Синьор Префект в свои юные лета был умен и рассудителен, более, нежели представлялось естественным для его нежного возраста, а каждый его поступок обнаруживал величие души и некую живость ума как верное предзнаменование того высшего нравственного совершенства, которого он должен был достичь. Он тут же сказал:
Если обо всем этом еще предстоит рассказать, то, кажется, я пришел как раз вовремя; ибо слушая о том, какое употребление Придворный должен дать своим прекрасным свойствам, я узнаю также, каковы они есть, и таким образом мне станет известно все, о чем до сих пор было говорено. Поэтому, Граф, не уклоняйтесь от выполнения обязательств, часть которых вы уже погасили.
У меня не было бы таких тяжелых обязательств, — ответил Граф, — если бы бремя трудов было распределено более равномерно; ошибка состояла в том, что властью повелевать была облечена одна весьма не беспристрастная синьора.
С этой шуткой он повернулся к синьоре Эмилии, которая немедля ответила:
На мою пристрастность вам не стоило бы сетовать. Однако поскольку вы это делаете, не имея повода, то мы уделим часть сей почетной обязанности, которую вы находите обременительной, другому. — И, обращаясь к мессеру Федерико Фрегозо, сказала: — Вы предложили игру о Придворном; будет только справедливо поэтому, если и вам придется провести часть ее; то есть ответить на просьбу синьора Маньифико, пояснив, каким образом, какими приемами и в какое время Придворный должен использовать свои прекрасные качества и делать то, что, как показал Граф, ему подобает уметь.

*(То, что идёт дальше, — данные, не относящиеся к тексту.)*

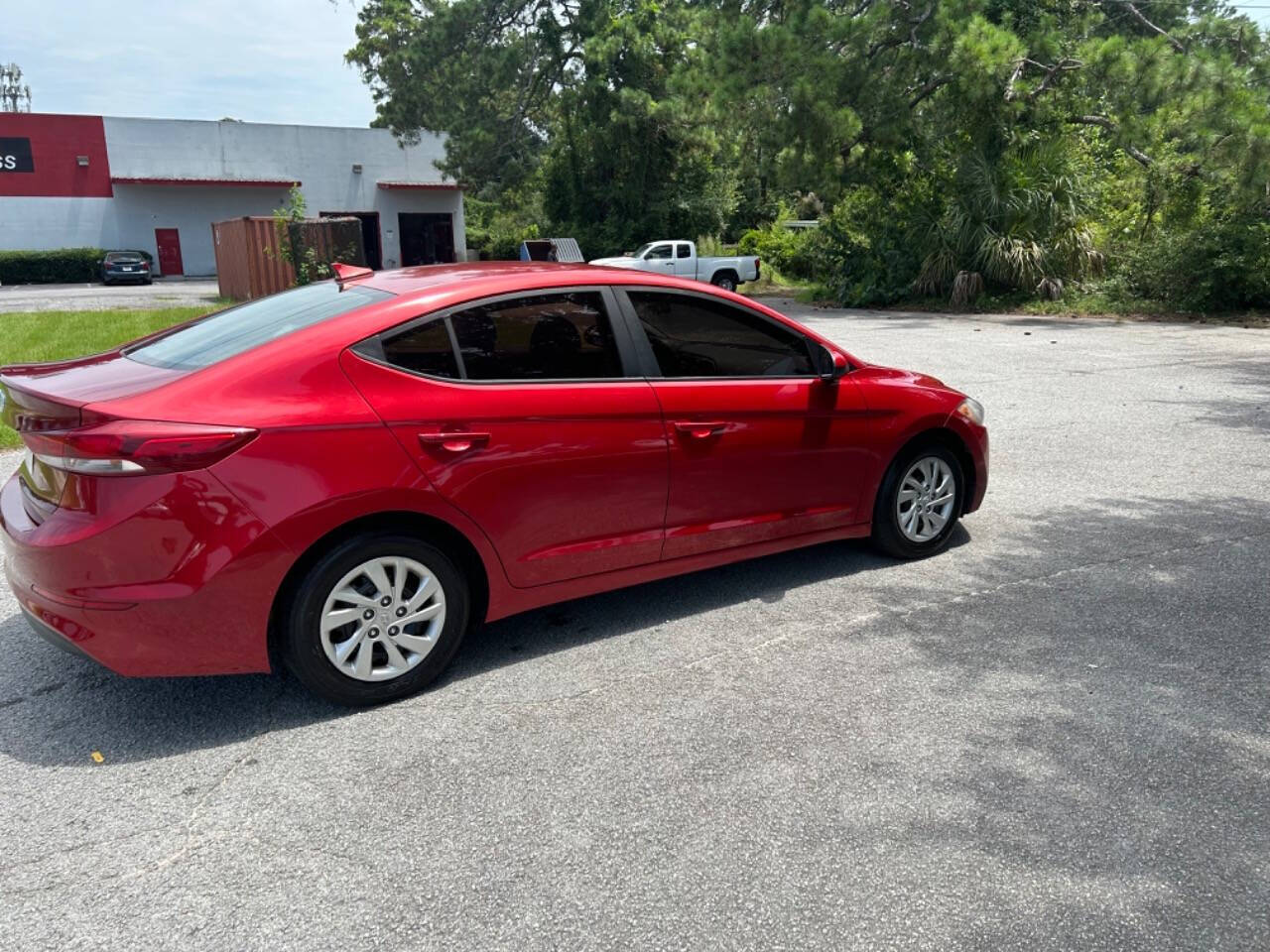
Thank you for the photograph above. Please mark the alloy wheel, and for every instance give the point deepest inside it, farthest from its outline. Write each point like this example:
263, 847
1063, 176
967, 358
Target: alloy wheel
926, 498
382, 619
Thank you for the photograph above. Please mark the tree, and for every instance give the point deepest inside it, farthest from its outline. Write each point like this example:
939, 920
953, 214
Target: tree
1020, 144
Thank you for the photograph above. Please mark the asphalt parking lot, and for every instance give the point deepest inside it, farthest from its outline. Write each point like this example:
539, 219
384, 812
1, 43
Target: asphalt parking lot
1053, 737
166, 293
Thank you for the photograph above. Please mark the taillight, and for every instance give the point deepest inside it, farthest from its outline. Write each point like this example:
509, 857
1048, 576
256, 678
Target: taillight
131, 447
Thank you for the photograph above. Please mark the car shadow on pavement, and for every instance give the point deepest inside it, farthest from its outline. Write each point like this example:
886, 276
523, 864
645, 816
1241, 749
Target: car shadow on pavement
616, 613
56, 708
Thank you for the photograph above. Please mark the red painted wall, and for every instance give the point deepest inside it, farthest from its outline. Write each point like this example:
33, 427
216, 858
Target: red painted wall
56, 141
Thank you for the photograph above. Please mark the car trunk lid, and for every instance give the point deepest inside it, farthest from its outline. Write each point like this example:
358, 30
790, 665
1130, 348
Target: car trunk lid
44, 400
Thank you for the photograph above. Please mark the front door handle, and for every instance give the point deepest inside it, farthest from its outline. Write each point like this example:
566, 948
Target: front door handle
698, 429
453, 442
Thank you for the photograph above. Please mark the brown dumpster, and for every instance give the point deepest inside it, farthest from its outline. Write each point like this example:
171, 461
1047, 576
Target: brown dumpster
248, 263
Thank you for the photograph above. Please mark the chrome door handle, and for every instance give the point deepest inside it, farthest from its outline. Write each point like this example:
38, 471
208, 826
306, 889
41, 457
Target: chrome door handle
698, 429
453, 442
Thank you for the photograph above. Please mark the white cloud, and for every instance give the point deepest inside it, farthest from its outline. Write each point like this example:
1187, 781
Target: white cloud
264, 61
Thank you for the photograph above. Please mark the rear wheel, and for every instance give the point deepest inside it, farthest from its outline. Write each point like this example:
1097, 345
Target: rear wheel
376, 619
919, 503
724, 280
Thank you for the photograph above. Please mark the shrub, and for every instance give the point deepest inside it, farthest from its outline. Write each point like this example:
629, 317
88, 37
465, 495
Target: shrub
1216, 264
867, 253
60, 266
794, 253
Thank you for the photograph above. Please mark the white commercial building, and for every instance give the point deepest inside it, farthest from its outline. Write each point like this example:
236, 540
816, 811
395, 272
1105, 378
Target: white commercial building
158, 185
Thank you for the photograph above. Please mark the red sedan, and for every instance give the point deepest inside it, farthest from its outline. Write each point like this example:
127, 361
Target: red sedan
345, 476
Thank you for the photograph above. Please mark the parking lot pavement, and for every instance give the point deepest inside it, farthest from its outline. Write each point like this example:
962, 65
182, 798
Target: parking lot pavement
166, 293
1053, 737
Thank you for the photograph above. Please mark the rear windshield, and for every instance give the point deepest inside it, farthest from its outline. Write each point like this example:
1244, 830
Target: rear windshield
229, 333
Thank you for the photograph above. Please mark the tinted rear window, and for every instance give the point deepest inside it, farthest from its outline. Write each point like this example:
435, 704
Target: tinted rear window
230, 333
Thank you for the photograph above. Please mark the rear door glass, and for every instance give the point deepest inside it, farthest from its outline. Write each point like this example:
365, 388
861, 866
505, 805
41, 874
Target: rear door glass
230, 333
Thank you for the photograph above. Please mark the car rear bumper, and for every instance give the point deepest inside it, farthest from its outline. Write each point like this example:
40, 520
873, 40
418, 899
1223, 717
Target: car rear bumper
162, 593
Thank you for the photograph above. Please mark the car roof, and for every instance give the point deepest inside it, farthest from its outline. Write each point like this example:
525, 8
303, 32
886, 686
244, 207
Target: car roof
476, 278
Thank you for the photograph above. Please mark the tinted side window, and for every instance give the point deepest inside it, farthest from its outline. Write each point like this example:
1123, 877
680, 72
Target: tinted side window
544, 336
693, 336
425, 349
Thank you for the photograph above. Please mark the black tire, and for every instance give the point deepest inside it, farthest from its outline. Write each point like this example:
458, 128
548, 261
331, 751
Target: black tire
725, 280
887, 534
303, 648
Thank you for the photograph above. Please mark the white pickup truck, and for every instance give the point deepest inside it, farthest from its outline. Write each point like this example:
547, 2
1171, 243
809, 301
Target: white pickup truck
680, 258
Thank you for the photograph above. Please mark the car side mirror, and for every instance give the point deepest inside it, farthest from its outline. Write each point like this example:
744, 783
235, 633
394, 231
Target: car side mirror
829, 365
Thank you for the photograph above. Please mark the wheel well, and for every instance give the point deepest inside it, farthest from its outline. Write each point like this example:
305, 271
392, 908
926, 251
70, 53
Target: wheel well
426, 527
949, 439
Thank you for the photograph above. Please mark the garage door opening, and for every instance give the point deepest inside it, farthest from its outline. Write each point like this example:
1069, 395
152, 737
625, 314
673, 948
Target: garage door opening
370, 234
427, 238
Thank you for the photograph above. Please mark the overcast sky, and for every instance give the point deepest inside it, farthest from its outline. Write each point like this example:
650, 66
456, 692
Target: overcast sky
258, 60
261, 61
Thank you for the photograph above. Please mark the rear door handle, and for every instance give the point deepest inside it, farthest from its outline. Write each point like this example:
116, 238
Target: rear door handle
698, 429
453, 442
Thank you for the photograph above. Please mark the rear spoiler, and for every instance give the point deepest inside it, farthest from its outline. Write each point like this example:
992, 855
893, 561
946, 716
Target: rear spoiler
345, 273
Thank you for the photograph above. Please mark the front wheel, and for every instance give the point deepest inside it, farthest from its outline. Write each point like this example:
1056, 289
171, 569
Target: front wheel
375, 620
919, 503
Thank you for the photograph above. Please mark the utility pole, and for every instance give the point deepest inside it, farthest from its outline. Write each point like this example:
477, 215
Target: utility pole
14, 96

— Синьора, — сказал тогда мессер Федерико, — желая разделить по способу, приемам и времени прекрасные качества и прекрасные поступки Придворного, вы стремитесь разделить то, что разделить невозможно; ибо одним и тем же созидаются прекрасные качества и прекрасные поступки. Однако поскольку Граф говорил так много и так хорошо и даже коснулся немного этих обстоятельств, приготовив в уме то, что еще оставалось сказать, было бы только правильно, если бы он продолжал до самого конца.
— Поставьте себя на место Графа, — ответила синьора Эмилия, — и расскажите то, что, по вашему мнению, рассказал бы он. И тогда все будет как следует.